Don’t be afraid to ask for help with specific tasks and keep an open mind with regard to assistive devices. Everyone wants to maintain their independence, but it may be foolish and painful to ignore your physical limitations resulting from arthritis.
Assistive devices include canes, crutches, walkers, wheelchairs, shower seats and raised toilet seats. These devices may help to protect your joints and improve your ability to perform activities of daily living.

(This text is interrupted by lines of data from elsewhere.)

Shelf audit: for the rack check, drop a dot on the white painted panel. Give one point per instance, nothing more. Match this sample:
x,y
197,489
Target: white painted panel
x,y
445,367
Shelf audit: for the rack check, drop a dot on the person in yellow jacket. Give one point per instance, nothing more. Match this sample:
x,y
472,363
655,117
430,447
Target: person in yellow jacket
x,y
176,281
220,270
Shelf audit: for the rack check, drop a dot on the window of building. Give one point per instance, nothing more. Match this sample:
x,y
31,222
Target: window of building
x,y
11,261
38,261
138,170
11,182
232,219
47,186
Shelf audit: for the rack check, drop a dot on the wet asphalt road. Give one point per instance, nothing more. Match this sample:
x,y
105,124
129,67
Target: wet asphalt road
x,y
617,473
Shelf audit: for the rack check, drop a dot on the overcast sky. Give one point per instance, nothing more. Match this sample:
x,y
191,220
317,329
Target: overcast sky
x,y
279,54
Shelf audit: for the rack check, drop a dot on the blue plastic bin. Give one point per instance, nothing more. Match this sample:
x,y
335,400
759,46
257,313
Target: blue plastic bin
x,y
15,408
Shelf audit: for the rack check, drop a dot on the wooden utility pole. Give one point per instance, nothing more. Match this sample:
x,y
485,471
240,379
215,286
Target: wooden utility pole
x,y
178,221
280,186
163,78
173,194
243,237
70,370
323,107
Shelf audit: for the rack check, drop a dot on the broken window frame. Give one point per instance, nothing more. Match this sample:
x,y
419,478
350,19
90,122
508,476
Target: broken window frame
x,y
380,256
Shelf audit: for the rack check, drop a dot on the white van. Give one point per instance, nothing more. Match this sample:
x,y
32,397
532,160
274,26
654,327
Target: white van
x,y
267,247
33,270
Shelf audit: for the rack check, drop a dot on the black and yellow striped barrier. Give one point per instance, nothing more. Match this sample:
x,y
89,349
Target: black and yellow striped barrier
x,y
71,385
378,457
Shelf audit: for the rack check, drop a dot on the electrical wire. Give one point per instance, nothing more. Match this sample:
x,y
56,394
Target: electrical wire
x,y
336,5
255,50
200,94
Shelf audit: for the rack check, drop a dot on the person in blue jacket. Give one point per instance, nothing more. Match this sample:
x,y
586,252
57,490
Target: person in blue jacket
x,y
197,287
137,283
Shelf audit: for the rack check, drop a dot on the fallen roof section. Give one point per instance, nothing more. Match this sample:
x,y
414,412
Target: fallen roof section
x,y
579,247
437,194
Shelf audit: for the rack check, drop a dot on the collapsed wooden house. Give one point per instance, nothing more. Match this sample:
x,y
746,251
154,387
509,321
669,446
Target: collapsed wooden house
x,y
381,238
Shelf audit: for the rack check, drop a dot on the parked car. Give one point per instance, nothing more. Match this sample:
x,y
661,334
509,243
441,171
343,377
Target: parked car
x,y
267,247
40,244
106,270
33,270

Arthritis is the leading cause of disability among U.S. adults. In fact, by the year 2040, it will grow to affect more than 78 million Americans.
For many individuals, arthritis has the potential to become a source of chronic pain with associated depression and/or anxiety. Moreover, arthritis is pretty common in individuals with other chronic medical conditions (i.e., 49 percent of adults with heart disease, 47 percent of adults with diabetes, and 31 percent of adults with obesity).
Fortunately, early diagnosis and treatment with multiple effective techniques can prevent or slow the progression of this all too common disease.